Respond with JSON only in the form: {“label”: “YES|NO”, “score”: <integer 1-5>} (no explanations). Examples (gold labels):

renaissance fair -> {"label": "YES", "score": 5}
sensitive skin -> {"label": "YES", "score": 4}
keeping calm -> {"label": "YES", "score": 3}
warm water -> {"label": "YES", "score": 3}
hot water -> {"label": "YES", "score": 4}
water ice -> {"label": "NO", "score": 1}
the stone -> {"label": "NO", "score": 1}
stone bone -> {"label": "NO", "score": 1}
stone d -> {"label": "NO", "score": 1}
payback movie -> {"label": "NO", "score": 1}
quick payback -> {"label": "NO", "score": 1}
sound ofmusic -> {"label": "NO", "score": 1}
really stone -> {"label": "NO", "score": 1}

We added detailed requirements based on play-testing (At one point “warp star” was rejected: that’s where “videogame terminology that is widely recognized” comes from).
We added a grading system (Cleverness, from 1–5), which rewards lateral thinking and eases up strictness if there’s a clever submission (we’ll accept “desk sharing” but not “lamp sharing”).
We added much-needed safety filters (in addition to our banned word list check).

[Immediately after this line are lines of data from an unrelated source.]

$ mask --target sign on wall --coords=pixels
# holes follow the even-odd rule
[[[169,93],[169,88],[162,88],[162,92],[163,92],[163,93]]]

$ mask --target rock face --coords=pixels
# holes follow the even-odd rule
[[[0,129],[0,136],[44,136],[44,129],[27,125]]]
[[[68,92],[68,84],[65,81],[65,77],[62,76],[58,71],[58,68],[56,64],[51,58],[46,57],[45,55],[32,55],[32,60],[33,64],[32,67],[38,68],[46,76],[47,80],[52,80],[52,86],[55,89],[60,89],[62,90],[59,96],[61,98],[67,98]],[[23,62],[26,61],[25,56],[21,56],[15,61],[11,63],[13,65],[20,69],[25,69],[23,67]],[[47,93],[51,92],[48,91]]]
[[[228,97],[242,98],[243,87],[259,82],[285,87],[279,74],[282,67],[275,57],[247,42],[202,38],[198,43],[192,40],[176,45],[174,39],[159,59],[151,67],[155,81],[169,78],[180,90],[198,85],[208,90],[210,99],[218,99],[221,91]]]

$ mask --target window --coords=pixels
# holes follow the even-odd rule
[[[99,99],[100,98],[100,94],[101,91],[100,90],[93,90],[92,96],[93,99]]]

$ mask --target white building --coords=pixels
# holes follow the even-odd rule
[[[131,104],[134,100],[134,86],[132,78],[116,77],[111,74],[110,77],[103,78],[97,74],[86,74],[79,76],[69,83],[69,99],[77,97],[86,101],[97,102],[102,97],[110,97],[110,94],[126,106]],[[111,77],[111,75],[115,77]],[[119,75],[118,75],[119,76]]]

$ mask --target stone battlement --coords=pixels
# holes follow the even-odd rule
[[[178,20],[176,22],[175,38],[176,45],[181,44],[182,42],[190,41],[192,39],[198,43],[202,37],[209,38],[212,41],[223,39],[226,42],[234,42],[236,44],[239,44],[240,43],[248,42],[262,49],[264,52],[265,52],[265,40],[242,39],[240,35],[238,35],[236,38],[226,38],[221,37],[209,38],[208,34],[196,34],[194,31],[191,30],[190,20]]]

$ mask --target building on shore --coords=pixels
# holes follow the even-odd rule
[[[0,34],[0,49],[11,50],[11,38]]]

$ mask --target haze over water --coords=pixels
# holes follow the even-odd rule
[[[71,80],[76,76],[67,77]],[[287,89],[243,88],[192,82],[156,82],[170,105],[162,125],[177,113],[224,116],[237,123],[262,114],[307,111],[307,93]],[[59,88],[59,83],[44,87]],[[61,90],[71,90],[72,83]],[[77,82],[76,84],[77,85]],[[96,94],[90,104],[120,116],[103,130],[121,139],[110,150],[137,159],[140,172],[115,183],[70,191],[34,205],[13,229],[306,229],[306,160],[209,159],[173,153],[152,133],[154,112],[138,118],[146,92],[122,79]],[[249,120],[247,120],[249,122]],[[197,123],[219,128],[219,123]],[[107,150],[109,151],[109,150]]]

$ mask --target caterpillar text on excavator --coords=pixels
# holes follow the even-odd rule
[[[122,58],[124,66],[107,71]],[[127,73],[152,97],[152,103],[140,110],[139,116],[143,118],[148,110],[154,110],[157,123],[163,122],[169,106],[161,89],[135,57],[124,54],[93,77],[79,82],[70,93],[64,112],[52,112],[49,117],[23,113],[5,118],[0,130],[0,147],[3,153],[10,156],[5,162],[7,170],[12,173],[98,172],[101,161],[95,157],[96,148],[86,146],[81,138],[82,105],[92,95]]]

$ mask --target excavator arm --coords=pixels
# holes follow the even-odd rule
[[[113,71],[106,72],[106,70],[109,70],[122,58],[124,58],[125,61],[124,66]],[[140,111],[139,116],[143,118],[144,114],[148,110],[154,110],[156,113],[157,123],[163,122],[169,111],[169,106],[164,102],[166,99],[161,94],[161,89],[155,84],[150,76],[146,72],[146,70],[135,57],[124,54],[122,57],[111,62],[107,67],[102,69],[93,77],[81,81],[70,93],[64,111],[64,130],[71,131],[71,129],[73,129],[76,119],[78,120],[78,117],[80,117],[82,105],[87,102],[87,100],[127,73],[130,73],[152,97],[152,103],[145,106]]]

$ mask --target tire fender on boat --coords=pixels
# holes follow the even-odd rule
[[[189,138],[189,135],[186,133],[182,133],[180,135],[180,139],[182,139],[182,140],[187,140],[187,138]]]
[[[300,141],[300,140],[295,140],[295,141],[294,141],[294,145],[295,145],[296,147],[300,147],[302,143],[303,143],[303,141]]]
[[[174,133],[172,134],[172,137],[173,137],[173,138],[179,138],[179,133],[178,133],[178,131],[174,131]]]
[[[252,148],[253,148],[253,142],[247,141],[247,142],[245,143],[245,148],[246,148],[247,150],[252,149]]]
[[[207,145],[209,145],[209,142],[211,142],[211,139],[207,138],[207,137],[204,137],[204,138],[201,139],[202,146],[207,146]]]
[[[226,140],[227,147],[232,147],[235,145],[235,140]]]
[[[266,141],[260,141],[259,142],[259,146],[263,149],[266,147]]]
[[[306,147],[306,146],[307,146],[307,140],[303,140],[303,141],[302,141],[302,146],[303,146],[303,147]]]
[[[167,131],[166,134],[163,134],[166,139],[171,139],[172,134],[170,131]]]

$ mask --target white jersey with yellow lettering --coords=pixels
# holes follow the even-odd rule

Here are a couple example responses:

base: WATER
guess: "hot water"   → {"label":"YES","score":4}
guess: "quick water" → {"label":"NO","score":1}

Preparing to launch#

In the last couple of weeks, Gary shored up the backend: Postgres for persistence and leaderboards, multiple rooms, a pipeline for tracking winners and sending prizes, a lobby-rebalancing system. Jason got the audio system up and running. I took a vacation 😎.

From concept to launch, the project took a month – we started July 23 and shipped August 25. On the same day, we relaunched the rebuilt daily Circuits on Puzzmo.

The original Circuits game

The Puzzmo redesign of Circuits

How’d the launch go?#

46,000 players
17,000 rounds
645,000 guesses
388,500 unique word pairs (≈ 178,100 accepted)
Cost: ~$300 total (≈ $0.47 / 1,000 guesses)

“Multiplayer first is fun. The trick was reducing model calls for cost and performance while keeping it fair. Now we also have a corpus of word combinations we can use later.” — Gary

“What’s coolest to me here is that in a very short time we went from a prototype-quality homebrew version of the daily puzzle on circuitsgame.com to a polished authored/edited version with animations, SFX, leaderboards etc. on puzzmo.com, a live MMOG version with Circuits Royale enabled by AI, and a physical print version in the notebook. One core game concept spawns three very different modes.” — Andrew

Play Circuits Royale →

Technical details for nerds#

Client/server: React UI with some fancy SVG and canvas effects; Express + Socket.io; server-authoritative timers, cadence, and scoring;
Validation pipeline: cache per phrase-pair → curated banlist + dictionary of obvious accepts → GPT-5 mini in JSON mode with strict timeouts; accept cleverness ≥ 3.
Infra: Everything runs on Render.com; Postgres for persistence and leaderboards; multi-room with lobby rebalancing; shipped in 33 days (first commit Jul 23 → launch Aug 25).
Agents: Claude Code handled the fun bits and prototyping; human software engineers owned the architecture.

Advice for the game designers#

If you want to use realtime inference in your game, design around the delay. Make it part of your game’s rhythm. LLMs unlock game mechanics that are otherwise impossible to access, but are best when used narrowly. You still have to do the hard parts.